Sahabat terlongok mendengar sabda beliau. “Kalau dia di neraka, lalu siapa yang di surga?” kata mereka penuh tanya. Ini karena mereka melihat keberanian dan ketangguhan lelaki tersebut. Namun ketika ia merasakan sakit karena terluka ia tiba-tiba mengeluarkan panah dari sarungnya dan menghujamkan ke dadanya hingga nyawanya lepas oleh tangannya sendiri. Seorang sahabat sambil berlari mendatangi Rasulullah SAW dan berkata, “Aku bersaksi bahwa tiada tuhan selain Allah dan engkau adalah benar-benar utusan-Nya yang telah berkata bahwa lelaki itu di neraka. Allah telah membenarkan ucapanmu.
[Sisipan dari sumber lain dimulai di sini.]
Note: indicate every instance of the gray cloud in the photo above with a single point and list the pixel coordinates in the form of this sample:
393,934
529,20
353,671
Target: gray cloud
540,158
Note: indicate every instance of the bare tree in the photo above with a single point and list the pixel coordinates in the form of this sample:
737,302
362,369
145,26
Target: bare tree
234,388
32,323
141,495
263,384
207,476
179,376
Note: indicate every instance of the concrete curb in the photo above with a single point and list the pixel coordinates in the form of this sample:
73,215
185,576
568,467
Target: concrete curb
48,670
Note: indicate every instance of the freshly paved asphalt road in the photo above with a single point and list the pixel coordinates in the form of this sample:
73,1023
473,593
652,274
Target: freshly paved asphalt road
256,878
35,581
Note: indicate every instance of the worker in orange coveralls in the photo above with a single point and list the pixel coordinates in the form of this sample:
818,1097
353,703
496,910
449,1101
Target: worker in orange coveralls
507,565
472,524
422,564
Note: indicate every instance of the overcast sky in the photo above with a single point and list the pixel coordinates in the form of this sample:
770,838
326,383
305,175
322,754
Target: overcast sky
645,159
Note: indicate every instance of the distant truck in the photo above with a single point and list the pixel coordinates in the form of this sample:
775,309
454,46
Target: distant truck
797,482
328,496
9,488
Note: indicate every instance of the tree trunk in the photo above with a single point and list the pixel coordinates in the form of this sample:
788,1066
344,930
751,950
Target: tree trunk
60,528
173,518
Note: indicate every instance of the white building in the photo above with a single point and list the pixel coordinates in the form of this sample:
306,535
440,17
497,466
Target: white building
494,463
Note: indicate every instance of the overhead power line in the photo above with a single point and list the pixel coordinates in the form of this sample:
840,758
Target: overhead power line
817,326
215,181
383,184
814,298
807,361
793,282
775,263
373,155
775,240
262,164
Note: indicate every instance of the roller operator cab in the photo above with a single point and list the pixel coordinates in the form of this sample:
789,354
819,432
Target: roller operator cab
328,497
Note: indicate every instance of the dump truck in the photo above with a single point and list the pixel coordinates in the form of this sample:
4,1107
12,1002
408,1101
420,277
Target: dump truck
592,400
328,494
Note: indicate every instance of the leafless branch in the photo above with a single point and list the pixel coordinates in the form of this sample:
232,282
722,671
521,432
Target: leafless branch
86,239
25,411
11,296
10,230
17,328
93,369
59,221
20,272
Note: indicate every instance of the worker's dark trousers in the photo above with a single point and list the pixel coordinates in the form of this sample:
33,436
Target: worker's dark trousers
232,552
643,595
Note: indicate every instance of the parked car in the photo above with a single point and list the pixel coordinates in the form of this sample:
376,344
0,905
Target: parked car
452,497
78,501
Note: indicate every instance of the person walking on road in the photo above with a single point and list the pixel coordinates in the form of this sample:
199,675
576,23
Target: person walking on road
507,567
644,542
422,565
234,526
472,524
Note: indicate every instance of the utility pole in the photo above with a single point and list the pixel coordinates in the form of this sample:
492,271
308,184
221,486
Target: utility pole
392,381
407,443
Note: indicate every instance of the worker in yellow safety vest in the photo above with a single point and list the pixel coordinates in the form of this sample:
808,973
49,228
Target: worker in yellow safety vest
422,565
Ia telah mengambil anak panah dari sarungnya dan kemudian bunuh diri.”

Sebuah kisah juga menyebutkan, bahwa seorang laki-laki terluka dan dia tidak kuat menanggung sakitnya sehingga mengambil sebuah pisau lalu melukai tangannya. Darah tidak berhenti mengucur hingga ia tewas. Allah pun berfirman tentangnya dalam sebuah qudsi, mengorbankan jiwanya. Aku haramkan surga untuknya.”

Ini semua adalah hadits shahih yang menegaskan kepada kita betapa buruknya perbuatan yang tak menghargai nyawa, sekaligus mendefinisikan bahwa perbuatan itu menunjukkan lemahnya iman, sedikitnya sabar, juga rusaknya akal dan buruknya cara pandang. Naudzubillah.
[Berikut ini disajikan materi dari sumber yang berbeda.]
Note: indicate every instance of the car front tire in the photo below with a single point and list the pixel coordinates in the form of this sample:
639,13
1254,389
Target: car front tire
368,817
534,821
Sungguh, nyawa yang paling mulia di hadapan Allah swt adalah nyawa kita. Nyawa yang kita punyai sekarang ini. Nyawa adalah amanah yang ada di leher kita. Maka janganlah kita coab untuk mencelakainya. Janganlah berani coba melakukan perbuatan buruk terhadapnya. Karena kita bertanggungjawab. Kita punya kewajiban besar menjaganya. Dan setiap usaha kita untuk menghancurkannya adalah termasuk dosa besar, menjadi sebab datangnya azab Allah dan murka-Nya. Karena itu, sekali lagi, Allah melarang kita mencederainya sebab Ia menyayangi kita. Maka jadikan diri kita sebagai peserta hidup yang syukur, dengan selalu menjaga dan menyayanginya.

Menjadi Peserta Kehidupan yang Syukur (part 1)
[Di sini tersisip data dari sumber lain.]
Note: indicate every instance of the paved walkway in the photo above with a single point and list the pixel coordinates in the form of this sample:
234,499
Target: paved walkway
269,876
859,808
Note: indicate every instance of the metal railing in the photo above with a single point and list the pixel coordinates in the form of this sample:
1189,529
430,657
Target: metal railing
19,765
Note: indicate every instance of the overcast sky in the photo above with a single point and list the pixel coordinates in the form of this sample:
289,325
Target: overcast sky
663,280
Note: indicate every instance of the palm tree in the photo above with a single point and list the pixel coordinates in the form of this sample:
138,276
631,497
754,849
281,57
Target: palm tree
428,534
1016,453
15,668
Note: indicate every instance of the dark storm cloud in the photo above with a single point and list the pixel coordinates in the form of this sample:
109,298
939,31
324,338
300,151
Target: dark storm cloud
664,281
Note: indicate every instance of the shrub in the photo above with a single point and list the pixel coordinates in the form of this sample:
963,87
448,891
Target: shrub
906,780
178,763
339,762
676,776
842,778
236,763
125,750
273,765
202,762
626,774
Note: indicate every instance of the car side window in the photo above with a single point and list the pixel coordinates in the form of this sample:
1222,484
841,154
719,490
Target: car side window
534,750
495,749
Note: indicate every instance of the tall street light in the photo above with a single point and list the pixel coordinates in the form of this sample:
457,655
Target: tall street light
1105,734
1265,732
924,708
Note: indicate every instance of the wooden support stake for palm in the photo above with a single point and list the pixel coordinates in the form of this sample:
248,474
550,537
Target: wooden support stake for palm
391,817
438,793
Kehidupan adalah karunia Allah yang pertama kepada kita. Kehidupan pula yang menjadi nikmat terbesar kita sebelum yang lain kita peroleh. Kehidupan menjadi pangkal dari segala nikmat dan juga pusat dari semuanya. Benar bahwa ada kenikmatan yang lebih utama di dunia ini; iman dan Islam. Tapi iman dan Islam datang setelah kita menerima kenikmatan hidup terlebih dahulu. Keduanya menjadi tidak berarti manakala kehidupan tersebut tak diberikan. Apa artinya kekuatan menghadapi cobaan kalau kita tak pernah hidup merasakan beban dan kepedihan. Apa peran Islam buat kita kalau toh kita tak pernah ada di muka bumi ini. Iman dan Islam adalah karunia paling utama yang butuh sarana bernama kehidupan, agar kehidupan itu menemukan arah yang benar, dan agar iman dan Islam itu punya tempat aplikasi dan pembuktian.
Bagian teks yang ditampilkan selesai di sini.